Four Anthropologists: An American Science in Its Early Years describes the activities and work of leading American anthropologists during the years 1865–1900, before and just after the arrival of Franz Boas from Germany. Paradoxically, the achievements of the American anthropological community at that time, though acknowledged in Europe, were soon forgotten or downgraded in the United States. Using both private correspondence and published writings, Joan Mark has succeeded in unearthing the stories, achievements, and eccentricities of this unique scientific community. She describes in convincing terms the true magnitude of these pioneer American accomplishments in establishing anthropological methods and studies.

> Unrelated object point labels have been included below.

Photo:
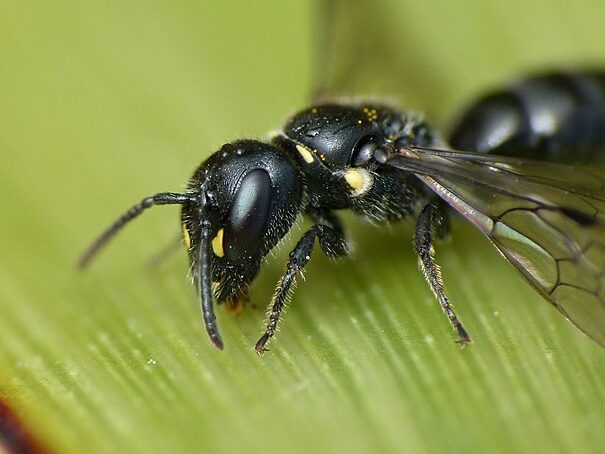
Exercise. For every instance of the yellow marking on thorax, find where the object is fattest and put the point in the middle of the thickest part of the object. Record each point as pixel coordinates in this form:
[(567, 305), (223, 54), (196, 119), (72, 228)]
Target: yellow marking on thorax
[(217, 243), (186, 237), (305, 153)]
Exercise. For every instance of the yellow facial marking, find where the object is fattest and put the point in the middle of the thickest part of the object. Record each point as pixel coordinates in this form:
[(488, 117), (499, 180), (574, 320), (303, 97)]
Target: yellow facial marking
[(360, 181), (186, 237), (354, 178), (306, 154), (217, 244)]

Frederic Ward Putnam, Alice C. Fletcher, Frank Hamilton Cushing, and William Henry Holmes founded, along with John Wesley Powell, the chief anthropological institutions of the United States. They pioneered the methods that dominated twentieth century anthropological work. This book gives their work the attention, evaluation, and appreciation it deserves.

Through four biographical sketches, the author shows the inner workings of a nineteenth-century scientific community, including its rivalries and struggles for recognition and power.

Putnam built up the Peabody museum in Cambridge, Massachusetts, and the departments of anthropology at the American Museum of Natural History in New York and at the University of California, also organizing the exhibits that became the nucleus of the Field Columbian Museum in Chicago.

Fletcher lived among the Omahas and Nex Perce, recording their traditions and music, while simultaneously working, as an employee of the United States Bureau of Indian Affairs, to get the Indians to give up their traditional ways and take on white "civilization."

Cushing, initiated into the Zuni tribe and considering himself a Zuni, developed the idea of cultural relativity.

Holmes, through his careful studies of American Indian pottery and textiles, initiated the sophisticated use of stratigraphy in archaeological studies.

Hovering around these achievements and careers is the figure of Franz Boas, at first Putnam's protégé, then the leading, if overshadowing, influence in American anthropological work.

This book is the story of the birth, growth, and legacy of American anthropologists to an important world science.